Na opinião de Fernando Vieira, diretor de assuntos externos da Philip Morris Brasil, é preciso “ter uma regulamentação que não exponha os não fumantes e os menores a esse tipo de produto. A Anvisa, ao regulamentar, pode ser bem proativa nesse sentido”. A Philip Morris anunciou no ano passado que deixará, futuramente, de produzir os cigarros comuns e terá como um de seus focos os cigarros eletrônicos.
Luisa Campos, que fumava de sete a oito cigarros por dia e, sempre que viajava, levava uma mala três vezes maior que a que leva hoje, devido ao cheiro da fumaça do cigarro, pretende, ainda, deixar de fumar. “O ideal é não ter nada que nos amarre. Não podemos negligenciar a questão do cigarro.”
“‘AINDA NÃO TEMOS DADOS QUE PROVEM QUE O CIGARRO ELETRÔNICO SEJA EFETIVO NA REDUÇÃO DOS DANOS DO TABAGISMO’, AFIRMOU ANDRÉ NATHAN, PESQUISADOR E MÉDICO DO HOSPITAL SÍRIO-LIBANÊS”
A discussão em torno do uso do cigarro eletrônico como forma de reduzir danos do tabagismo ocorre em um momento em que a redução de danos deixa de ser a diretriz do Ministério da Saúde para o combate ao uso abusivo de drogas e à dependência química, voltando-se, novamente, à busca pela abstinência — por meio da internação.
Para o psiquiatra Dartiu Xavier da Silveira, da Universidade Federal de São Paulo (Unifesp), que trabalha com redução de danos desde 1991, a atual política do governo federal é “um retrocesso” que coloca o Brasil em uma situação comparável à de países islâmicos. “Na melhor das hipóteses, 30% ( dos dependentes ) conseguem realmente largar a droga. A redução de danos entra justamente para esses 70% que não conseguiram a abstinência”, disse. “Quando você coloca um indivíduo num programa de redução de danos a médio prazo, ele consegue a abstinência. A redução de danos não se contrapõe à abstinência. É um jeito de dar mais tempo para a pessoa consegui-la.”
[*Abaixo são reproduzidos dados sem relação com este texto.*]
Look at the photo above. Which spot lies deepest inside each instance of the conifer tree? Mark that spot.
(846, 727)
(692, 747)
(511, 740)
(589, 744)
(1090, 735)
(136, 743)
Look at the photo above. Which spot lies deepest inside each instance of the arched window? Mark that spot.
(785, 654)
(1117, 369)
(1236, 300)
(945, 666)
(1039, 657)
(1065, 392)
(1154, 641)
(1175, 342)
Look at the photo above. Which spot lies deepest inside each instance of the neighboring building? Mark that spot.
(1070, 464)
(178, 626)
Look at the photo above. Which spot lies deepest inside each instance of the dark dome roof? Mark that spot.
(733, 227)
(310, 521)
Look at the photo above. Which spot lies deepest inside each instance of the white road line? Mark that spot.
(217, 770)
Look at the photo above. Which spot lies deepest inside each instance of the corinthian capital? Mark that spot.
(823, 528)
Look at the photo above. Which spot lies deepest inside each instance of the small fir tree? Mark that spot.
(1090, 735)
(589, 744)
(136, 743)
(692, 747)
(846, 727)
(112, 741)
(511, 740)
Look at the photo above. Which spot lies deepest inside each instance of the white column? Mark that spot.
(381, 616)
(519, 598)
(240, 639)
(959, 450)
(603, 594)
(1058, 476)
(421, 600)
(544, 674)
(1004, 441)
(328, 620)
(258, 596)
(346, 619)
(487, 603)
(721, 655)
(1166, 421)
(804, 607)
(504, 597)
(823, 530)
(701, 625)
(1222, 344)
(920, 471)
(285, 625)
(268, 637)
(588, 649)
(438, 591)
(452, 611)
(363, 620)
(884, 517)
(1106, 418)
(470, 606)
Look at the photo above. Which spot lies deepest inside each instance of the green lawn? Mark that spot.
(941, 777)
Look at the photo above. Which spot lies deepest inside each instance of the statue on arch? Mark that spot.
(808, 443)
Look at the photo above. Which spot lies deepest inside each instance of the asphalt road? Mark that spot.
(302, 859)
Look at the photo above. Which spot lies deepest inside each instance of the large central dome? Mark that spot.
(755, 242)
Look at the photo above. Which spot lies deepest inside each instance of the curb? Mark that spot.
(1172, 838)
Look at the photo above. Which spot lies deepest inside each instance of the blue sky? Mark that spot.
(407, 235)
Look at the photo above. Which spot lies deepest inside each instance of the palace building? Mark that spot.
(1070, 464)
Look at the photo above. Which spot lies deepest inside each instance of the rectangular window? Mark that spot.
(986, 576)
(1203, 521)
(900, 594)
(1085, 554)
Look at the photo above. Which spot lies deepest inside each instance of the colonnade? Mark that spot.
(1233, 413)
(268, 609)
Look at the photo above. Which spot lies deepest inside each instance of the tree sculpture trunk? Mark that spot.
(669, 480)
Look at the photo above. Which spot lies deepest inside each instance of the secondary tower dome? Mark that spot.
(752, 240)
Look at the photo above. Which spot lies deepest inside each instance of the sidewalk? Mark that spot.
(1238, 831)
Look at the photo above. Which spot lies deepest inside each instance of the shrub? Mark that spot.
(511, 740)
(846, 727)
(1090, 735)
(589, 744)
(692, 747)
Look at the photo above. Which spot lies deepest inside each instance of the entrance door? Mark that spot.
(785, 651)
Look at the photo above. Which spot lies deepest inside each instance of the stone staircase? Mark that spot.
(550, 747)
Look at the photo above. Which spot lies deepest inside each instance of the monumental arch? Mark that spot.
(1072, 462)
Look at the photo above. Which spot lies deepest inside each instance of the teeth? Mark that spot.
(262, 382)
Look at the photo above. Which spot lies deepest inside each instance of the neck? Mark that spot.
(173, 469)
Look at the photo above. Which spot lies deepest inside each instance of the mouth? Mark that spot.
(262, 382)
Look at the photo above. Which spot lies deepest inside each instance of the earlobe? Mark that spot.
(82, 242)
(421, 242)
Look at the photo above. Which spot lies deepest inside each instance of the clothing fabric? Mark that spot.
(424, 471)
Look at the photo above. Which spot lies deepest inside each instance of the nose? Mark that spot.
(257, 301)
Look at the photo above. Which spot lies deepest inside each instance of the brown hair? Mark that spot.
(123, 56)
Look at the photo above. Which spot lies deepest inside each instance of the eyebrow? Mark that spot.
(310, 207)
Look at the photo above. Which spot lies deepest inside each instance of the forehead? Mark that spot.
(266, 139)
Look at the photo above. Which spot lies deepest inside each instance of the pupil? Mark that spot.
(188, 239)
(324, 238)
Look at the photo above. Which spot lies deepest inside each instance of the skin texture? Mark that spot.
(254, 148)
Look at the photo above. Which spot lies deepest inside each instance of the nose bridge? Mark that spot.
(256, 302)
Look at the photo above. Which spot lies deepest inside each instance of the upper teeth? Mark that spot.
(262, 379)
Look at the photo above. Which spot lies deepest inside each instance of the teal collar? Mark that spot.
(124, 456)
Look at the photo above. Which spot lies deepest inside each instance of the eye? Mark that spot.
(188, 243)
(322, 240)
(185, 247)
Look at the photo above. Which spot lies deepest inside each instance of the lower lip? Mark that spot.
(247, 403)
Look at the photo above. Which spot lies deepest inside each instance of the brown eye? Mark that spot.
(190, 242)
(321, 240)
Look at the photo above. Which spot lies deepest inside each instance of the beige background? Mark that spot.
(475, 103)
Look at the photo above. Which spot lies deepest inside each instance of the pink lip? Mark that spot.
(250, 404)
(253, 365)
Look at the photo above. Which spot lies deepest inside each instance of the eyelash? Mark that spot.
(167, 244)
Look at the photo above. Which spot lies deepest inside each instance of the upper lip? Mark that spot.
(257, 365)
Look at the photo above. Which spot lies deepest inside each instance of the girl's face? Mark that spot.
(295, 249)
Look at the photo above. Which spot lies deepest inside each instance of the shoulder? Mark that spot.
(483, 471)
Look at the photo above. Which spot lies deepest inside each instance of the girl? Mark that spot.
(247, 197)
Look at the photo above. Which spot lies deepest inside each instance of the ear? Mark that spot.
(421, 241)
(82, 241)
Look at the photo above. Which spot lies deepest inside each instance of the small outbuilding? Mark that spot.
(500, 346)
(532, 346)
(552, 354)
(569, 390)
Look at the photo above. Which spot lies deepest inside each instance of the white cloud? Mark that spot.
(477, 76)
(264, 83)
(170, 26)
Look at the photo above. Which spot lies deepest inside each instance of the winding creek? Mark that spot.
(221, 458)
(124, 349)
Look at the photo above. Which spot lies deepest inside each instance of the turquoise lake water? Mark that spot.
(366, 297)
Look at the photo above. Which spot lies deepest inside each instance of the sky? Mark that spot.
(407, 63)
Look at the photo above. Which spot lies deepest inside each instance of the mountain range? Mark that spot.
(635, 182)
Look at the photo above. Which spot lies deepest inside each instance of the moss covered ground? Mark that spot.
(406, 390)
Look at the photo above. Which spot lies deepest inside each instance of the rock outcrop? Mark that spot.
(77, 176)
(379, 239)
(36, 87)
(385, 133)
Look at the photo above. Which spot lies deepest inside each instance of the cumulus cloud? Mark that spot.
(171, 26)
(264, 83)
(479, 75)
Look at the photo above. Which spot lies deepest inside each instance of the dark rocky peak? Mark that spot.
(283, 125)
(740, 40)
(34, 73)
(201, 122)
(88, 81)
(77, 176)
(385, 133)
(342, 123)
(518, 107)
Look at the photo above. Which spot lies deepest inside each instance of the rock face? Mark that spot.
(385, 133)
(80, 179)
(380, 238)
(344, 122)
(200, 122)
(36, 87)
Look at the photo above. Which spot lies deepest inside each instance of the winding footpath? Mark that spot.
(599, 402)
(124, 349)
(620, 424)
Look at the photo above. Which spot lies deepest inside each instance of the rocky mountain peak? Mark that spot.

O psicólogo Maurício Cotrim, especialista em dependência química, vê na redução de danos um meio para chegar à abstinência, e não um fim para o combate do uso abusivo de drogas e outras substâncias. “Trabalho buscando a abstinência. Senão ficamos enxugando gelo. Os casos de sucesso que conheço são das pessoas que tentaram a abstinência. Senão vira prorrogação de danos.”
Dependente químico “em eterna recuperação”, Cotrim, filho de pai alcoólatra, experimentou álcool ainda na infância. Foi a porta de entrada para substâncias ilícitas, que usou a partir dos 10 anos. Passou por diversas tentativas de tratamento — inclusive religiosas. “Aos 17, pedi ajuda, fui internado.” Deixou a clínica seis meses depois. Teve recaídas. “Fiquei limpo de vez aos 18 anos.” Mantém-se assim há 24 anos.